Pro-Active Management
In the beginning of April 2019 All the King’s Horses Equine Rescue Founder/President, Mary Santagata attended the Porcine Zona Pellucida (PZP) Training Program and received her certification in wildlife immunocontraception at the Science and Conservation Center in Billings, Montana. What is PZP? Per the Science and Conservation Center “The Zona pellucida (ZP) is a glycoprotein membrane that surrounds all mammalian eggs. Certain proteins in the membrane serve as the sperm receptor. The contraceptive vaccine produced by the SCC uses the ZP from the pig, thus the name porcine zona pellucida. Briefly, the PZP is produced by a complex process whereby the ZP is removed from the ovum, its glycoproteins extracted, isolated, and converted into a vaccine. The vaccine stimulates the target animal to produce antibodies, which attach to its own ZP, thus blocking fertilization.”

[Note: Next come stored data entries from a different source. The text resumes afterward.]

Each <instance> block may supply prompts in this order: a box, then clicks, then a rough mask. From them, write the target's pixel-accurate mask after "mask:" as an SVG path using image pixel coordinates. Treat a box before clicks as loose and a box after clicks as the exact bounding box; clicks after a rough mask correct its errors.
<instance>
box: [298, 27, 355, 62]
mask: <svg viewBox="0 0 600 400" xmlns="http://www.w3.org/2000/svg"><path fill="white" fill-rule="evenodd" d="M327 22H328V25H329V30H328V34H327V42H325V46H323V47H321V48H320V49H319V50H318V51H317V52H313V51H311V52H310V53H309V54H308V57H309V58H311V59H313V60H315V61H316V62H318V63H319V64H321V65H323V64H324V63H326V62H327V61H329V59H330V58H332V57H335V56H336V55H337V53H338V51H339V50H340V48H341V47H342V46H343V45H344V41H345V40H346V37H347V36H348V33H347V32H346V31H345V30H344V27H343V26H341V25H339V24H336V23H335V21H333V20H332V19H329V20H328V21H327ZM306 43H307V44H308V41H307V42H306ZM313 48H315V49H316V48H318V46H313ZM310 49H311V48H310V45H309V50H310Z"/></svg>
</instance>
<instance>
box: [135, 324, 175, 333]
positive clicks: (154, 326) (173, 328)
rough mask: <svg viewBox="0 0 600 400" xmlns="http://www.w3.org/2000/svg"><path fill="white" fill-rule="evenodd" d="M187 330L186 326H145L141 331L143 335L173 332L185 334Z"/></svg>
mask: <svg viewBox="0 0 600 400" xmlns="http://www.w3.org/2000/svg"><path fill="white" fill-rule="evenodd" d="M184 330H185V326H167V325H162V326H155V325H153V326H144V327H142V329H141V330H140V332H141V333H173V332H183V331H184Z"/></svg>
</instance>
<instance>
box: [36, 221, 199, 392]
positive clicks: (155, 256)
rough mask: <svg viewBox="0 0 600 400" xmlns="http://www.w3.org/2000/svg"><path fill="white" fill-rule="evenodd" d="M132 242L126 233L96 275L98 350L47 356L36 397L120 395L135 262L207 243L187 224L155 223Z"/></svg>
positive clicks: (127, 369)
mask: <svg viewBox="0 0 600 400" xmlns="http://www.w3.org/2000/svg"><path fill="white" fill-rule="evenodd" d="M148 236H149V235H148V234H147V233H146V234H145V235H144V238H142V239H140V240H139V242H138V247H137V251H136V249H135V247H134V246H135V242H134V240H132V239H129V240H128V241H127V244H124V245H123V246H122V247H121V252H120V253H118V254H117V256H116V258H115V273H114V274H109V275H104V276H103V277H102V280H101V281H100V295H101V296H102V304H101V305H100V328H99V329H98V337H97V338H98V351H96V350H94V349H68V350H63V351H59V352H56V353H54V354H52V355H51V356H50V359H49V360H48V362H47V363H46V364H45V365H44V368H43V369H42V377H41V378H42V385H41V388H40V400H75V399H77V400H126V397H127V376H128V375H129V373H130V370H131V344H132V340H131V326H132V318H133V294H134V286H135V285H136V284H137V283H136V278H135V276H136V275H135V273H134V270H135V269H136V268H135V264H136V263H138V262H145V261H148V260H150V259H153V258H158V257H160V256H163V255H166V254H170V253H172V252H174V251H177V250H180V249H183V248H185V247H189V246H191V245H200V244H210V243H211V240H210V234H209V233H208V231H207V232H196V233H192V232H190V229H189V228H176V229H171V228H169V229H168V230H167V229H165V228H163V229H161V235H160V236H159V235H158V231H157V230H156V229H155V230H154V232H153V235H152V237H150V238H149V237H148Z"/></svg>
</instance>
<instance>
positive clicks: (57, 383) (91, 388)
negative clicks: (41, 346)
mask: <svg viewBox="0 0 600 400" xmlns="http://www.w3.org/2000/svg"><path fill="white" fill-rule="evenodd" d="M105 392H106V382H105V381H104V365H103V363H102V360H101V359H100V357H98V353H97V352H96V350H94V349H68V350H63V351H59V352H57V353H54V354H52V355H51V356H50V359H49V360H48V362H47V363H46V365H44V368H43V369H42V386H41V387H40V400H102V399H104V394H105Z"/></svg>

Mary Santagata is currently an active participant and team member in the Red Dessert of Wyoming’s first fertility control program for the wild horses of Stewart Creek, Wyoming. Mary Santagata is currently volunteering with the Bureau of Land Management, Rawling’s WY district office on a strategy for reducing population growth in the Stewart Creek Herd Management Area in the Red Desert Complex. This is one of the only pro-active measures we can do for America’s Wild Horses. It is the hopes that this will reduce the need for round ups the horses can remain with their families on the land they call home. With maintaining the horses on the public lands, they call home, they can stay out of holding corrals and the hands of humans who may put them in harm's way.